The flask has a matt grey-green glaze. It sits on a low ring foot, has a baluster form with a large bulbous base and a bulbous well in the neck, probably designed to catch additional sediment as the contents were being poured. The base has been scarified with downwards pointing overlapping lines and a double upper border of geometric and flower designs.
More typical labus are without silver mounts. But this example, with such mounts, would have been used by a wealthier Malay family. The silver head and stopper collectively are known as the kepala labu (literally, the gourd head). It is engraved with borders of geometric and scrolling foliage patterns, as well as having applied rows of twisted and pearled silver wire. The actual stopper is slightly domed with a prominent flower-bud finial. It is connected to a plain silver ring around the neck of the flask by a single silver chain.
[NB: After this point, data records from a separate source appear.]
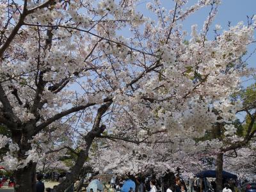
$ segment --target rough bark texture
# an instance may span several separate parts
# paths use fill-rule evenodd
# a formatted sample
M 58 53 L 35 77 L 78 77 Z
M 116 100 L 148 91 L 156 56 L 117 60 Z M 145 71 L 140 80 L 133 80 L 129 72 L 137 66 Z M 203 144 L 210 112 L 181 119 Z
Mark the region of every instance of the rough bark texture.
M 35 163 L 29 164 L 23 169 L 15 172 L 14 177 L 16 181 L 15 192 L 34 192 L 36 191 L 36 166 Z
M 223 154 L 220 153 L 217 156 L 217 167 L 216 167 L 216 191 L 221 192 L 223 189 L 223 175 L 222 171 L 223 168 Z

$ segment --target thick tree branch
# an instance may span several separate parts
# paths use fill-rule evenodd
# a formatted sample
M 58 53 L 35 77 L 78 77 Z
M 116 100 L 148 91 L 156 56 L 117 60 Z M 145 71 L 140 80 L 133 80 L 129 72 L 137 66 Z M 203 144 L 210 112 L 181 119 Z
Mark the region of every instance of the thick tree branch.
M 112 99 L 105 99 L 104 100 L 104 102 L 109 102 L 111 101 Z M 84 106 L 76 106 L 76 107 L 73 107 L 69 109 L 67 109 L 66 111 L 63 111 L 60 113 L 58 113 L 55 115 L 54 115 L 53 116 L 47 119 L 44 122 L 42 123 L 41 124 L 40 124 L 39 125 L 38 125 L 36 129 L 34 131 L 34 132 L 33 134 L 33 136 L 36 134 L 38 132 L 39 132 L 41 130 L 42 130 L 44 128 L 46 127 L 47 126 L 48 126 L 49 125 L 50 125 L 51 123 L 52 123 L 53 122 L 60 119 L 61 118 L 68 115 L 69 114 L 71 114 L 72 113 L 74 112 L 77 112 L 81 110 L 83 110 L 85 109 L 88 108 L 90 108 L 91 106 L 95 106 L 96 104 L 96 103 L 88 103 L 86 105 Z
M 8 119 L 8 121 L 12 122 L 12 124 L 13 124 L 13 125 L 14 124 L 19 122 L 20 120 L 14 114 L 13 111 L 12 110 L 12 107 L 10 103 L 7 95 L 5 94 L 5 92 L 1 84 L 0 84 L 0 101 L 3 106 L 3 113 L 4 117 Z

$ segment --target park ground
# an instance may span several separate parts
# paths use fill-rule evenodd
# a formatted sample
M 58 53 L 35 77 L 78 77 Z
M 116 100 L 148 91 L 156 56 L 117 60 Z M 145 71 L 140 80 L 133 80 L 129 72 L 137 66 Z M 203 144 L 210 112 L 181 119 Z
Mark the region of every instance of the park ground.
M 52 181 L 44 182 L 44 185 L 45 188 L 52 188 L 54 186 L 58 185 L 58 184 L 59 183 L 58 182 L 52 182 Z M 8 188 L 8 182 L 6 182 L 4 185 L 0 188 L 0 192 L 13 192 L 13 191 L 14 191 L 13 188 Z

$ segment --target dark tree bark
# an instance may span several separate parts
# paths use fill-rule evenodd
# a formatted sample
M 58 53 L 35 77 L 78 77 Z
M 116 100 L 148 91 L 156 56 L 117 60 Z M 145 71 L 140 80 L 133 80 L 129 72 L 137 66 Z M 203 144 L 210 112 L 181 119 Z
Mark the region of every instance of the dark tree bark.
M 222 171 L 223 169 L 223 154 L 222 152 L 218 154 L 216 162 L 216 191 L 221 192 L 223 189 Z
M 15 192 L 33 192 L 36 191 L 36 163 L 29 163 L 22 169 L 14 172 L 16 185 Z

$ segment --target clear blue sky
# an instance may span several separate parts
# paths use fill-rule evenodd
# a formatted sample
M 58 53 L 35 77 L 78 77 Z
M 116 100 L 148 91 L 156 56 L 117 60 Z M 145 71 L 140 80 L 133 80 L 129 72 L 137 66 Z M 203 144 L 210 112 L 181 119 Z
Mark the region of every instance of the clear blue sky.
M 145 8 L 146 4 L 148 2 L 154 0 L 142 1 L 138 5 L 138 10 L 142 12 L 146 17 L 152 17 L 152 13 L 147 11 Z M 170 8 L 174 6 L 172 0 L 160 0 L 163 6 Z M 197 0 L 189 0 L 188 6 L 196 3 Z M 196 24 L 198 26 L 198 30 L 202 28 L 206 17 L 207 17 L 210 7 L 205 7 L 196 11 L 191 15 L 182 24 L 184 28 L 190 34 L 191 26 Z M 243 21 L 244 24 L 247 23 L 247 17 L 256 15 L 256 0 L 222 0 L 219 6 L 218 13 L 215 18 L 210 31 L 208 33 L 208 38 L 212 38 L 214 36 L 213 29 L 215 24 L 218 24 L 221 26 L 222 29 L 227 29 L 228 21 L 231 22 L 231 26 L 236 25 L 240 21 Z M 256 33 L 255 36 L 256 37 Z M 256 44 L 252 45 L 248 48 L 248 54 L 252 52 L 256 48 Z M 247 61 L 248 66 L 256 68 L 256 54 L 254 54 L 250 59 Z M 245 80 L 245 79 L 244 79 Z M 252 83 L 252 81 L 245 81 L 243 86 L 246 86 Z

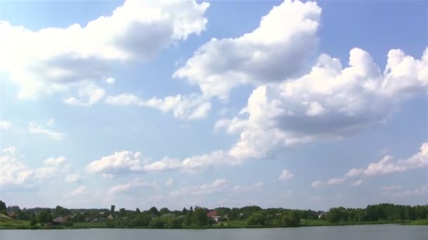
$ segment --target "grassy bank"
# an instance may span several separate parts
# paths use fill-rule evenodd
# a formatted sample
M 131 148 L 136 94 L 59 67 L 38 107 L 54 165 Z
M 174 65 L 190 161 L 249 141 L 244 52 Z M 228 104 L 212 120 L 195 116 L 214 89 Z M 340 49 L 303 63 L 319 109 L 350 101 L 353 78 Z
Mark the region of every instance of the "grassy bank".
M 409 225 L 428 225 L 428 219 L 417 220 L 410 222 Z
M 356 225 L 382 225 L 382 224 L 405 224 L 408 225 L 428 225 L 428 220 L 418 220 L 415 221 L 376 221 L 376 222 L 337 222 L 332 223 L 321 220 L 301 220 L 299 227 L 315 226 L 346 226 Z M 89 229 L 89 228 L 109 228 L 107 222 L 75 222 L 73 227 L 65 226 L 44 226 L 37 225 L 30 226 L 29 221 L 11 219 L 9 217 L 0 214 L 0 229 Z M 115 225 L 115 228 L 130 228 L 126 226 Z M 282 227 L 282 226 L 248 226 L 245 220 L 237 220 L 225 222 L 223 224 L 215 224 L 211 226 L 183 226 L 183 229 L 226 229 L 226 228 L 269 228 Z M 149 229 L 149 227 L 136 227 L 139 229 Z

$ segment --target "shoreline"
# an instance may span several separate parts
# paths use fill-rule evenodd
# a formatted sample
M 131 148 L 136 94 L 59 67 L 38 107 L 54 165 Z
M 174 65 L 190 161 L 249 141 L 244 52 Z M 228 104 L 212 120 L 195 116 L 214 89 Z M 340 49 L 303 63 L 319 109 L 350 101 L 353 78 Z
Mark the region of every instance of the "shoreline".
M 341 222 L 332 224 L 331 222 L 325 222 L 326 224 L 313 224 L 313 225 L 300 225 L 295 227 L 284 227 L 277 225 L 254 225 L 254 226 L 193 226 L 184 227 L 181 228 L 167 229 L 167 228 L 152 228 L 152 227 L 130 227 L 126 226 L 118 226 L 115 227 L 107 227 L 103 226 L 76 226 L 76 227 L 46 227 L 46 226 L 15 226 L 8 227 L 8 226 L 1 226 L 1 230 L 73 230 L 73 229 L 184 229 L 184 230 L 198 230 L 198 229 L 265 229 L 265 228 L 297 228 L 297 227 L 344 227 L 344 226 L 355 226 L 355 225 L 398 225 L 406 226 L 427 226 L 428 222 L 424 221 L 418 224 L 419 220 L 415 221 L 382 221 L 382 222 Z M 78 222 L 77 222 L 78 223 Z

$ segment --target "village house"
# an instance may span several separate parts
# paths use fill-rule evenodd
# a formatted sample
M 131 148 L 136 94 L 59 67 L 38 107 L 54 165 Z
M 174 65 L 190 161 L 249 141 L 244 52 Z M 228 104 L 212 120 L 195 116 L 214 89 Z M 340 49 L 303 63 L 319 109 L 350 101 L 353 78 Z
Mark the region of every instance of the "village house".
M 209 211 L 206 214 L 206 216 L 208 218 L 213 219 L 216 222 L 218 222 L 222 221 L 223 220 L 223 218 L 222 218 L 222 216 L 220 216 L 220 214 L 218 214 L 218 212 L 217 211 L 215 211 L 215 210 L 213 210 L 213 211 Z
M 64 222 L 65 222 L 65 220 L 63 217 L 58 217 L 52 221 L 52 223 L 54 225 L 61 225 L 63 224 Z

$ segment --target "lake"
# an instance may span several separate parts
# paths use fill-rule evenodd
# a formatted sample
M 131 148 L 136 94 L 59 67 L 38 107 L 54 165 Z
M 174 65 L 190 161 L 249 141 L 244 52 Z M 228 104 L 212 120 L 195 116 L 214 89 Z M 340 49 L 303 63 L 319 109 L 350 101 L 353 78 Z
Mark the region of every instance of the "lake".
M 428 226 L 358 225 L 227 229 L 0 230 L 1 240 L 427 240 Z

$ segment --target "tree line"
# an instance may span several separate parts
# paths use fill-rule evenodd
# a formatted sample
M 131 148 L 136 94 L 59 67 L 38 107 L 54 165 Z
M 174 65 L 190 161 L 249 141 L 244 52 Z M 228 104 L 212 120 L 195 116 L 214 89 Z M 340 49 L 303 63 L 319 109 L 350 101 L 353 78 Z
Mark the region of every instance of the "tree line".
M 154 206 L 145 211 L 138 208 L 135 210 L 122 208 L 117 211 L 114 205 L 109 209 L 67 209 L 60 206 L 55 208 L 20 209 L 16 206 L 6 208 L 6 204 L 0 201 L 0 213 L 14 213 L 14 218 L 29 220 L 32 225 L 52 222 L 53 219 L 63 217 L 67 220 L 65 224 L 68 226 L 73 222 L 103 221 L 108 227 L 205 227 L 217 223 L 208 217 L 210 211 L 216 211 L 222 217 L 221 223 L 218 223 L 221 225 L 223 222 L 227 224 L 236 220 L 248 227 L 295 227 L 299 225 L 301 219 L 320 220 L 332 223 L 428 219 L 428 205 L 410 206 L 381 204 L 369 205 L 365 208 L 332 208 L 325 213 L 310 209 L 263 209 L 257 206 L 214 209 L 191 206 L 181 211 L 170 211 L 168 208 L 158 209 Z

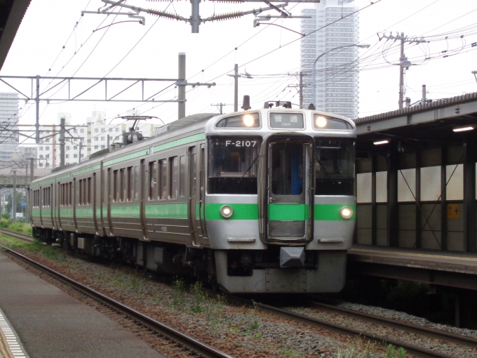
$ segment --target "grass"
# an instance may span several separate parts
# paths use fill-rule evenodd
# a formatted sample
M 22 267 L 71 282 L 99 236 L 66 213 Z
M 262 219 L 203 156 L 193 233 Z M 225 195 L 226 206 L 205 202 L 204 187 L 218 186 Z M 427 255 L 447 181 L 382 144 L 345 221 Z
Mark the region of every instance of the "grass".
M 32 253 L 38 253 L 53 261 L 66 260 L 67 255 L 65 253 L 56 250 L 49 245 L 42 244 L 38 240 L 26 242 L 20 239 L 1 235 L 0 236 L 0 242 L 10 248 L 22 248 Z
M 369 342 L 364 345 L 364 343 L 359 339 L 356 338 L 351 344 L 347 346 L 338 347 L 335 352 L 332 354 L 332 358 L 369 358 L 370 357 L 376 357 L 372 352 L 372 346 Z M 393 345 L 387 346 L 387 352 L 384 358 L 405 358 L 407 357 L 406 351 L 402 347 L 396 350 Z
M 17 222 L 13 223 L 11 220 L 1 219 L 0 220 L 0 227 L 8 230 L 15 231 L 21 234 L 32 234 L 32 227 L 30 224 L 26 223 Z

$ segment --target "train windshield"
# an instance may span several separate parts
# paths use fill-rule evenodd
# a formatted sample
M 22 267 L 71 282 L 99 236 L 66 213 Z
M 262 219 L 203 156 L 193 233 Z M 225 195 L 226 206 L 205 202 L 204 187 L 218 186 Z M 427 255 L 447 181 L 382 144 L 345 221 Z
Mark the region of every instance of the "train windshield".
M 354 140 L 315 138 L 315 194 L 354 195 Z
M 208 194 L 257 194 L 261 144 L 255 137 L 210 139 Z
Silver stoppers of similar form are illustrated in Malaysian Traditional Crafts (1981, p. 69), and Ling Roth (1910, p. 257, 259.)
Labu ayers in complete condition now are relatively rare. The earthenware used is typically light and friable and often broken.
There is some apparent restoration to a section of the ring foot of the example here but otherwise is in fine condition.
Chua, L. et al, The Asian Civilisations Museum Guide, Asian Civilisations Museum, 2003.
Lau, A.T. & B. Platzdasch (eds.), Malay Heritage of Singapore, Suntree Media/Malay Heritage Foundation Singapore, 2010.
Ling Roth, H., Oriental Silverwork: Malay and Chinese, Truslove & Hanson, 1910.
Malaysian Traditional Crafts, Urban Council, Hong Kong, 1981.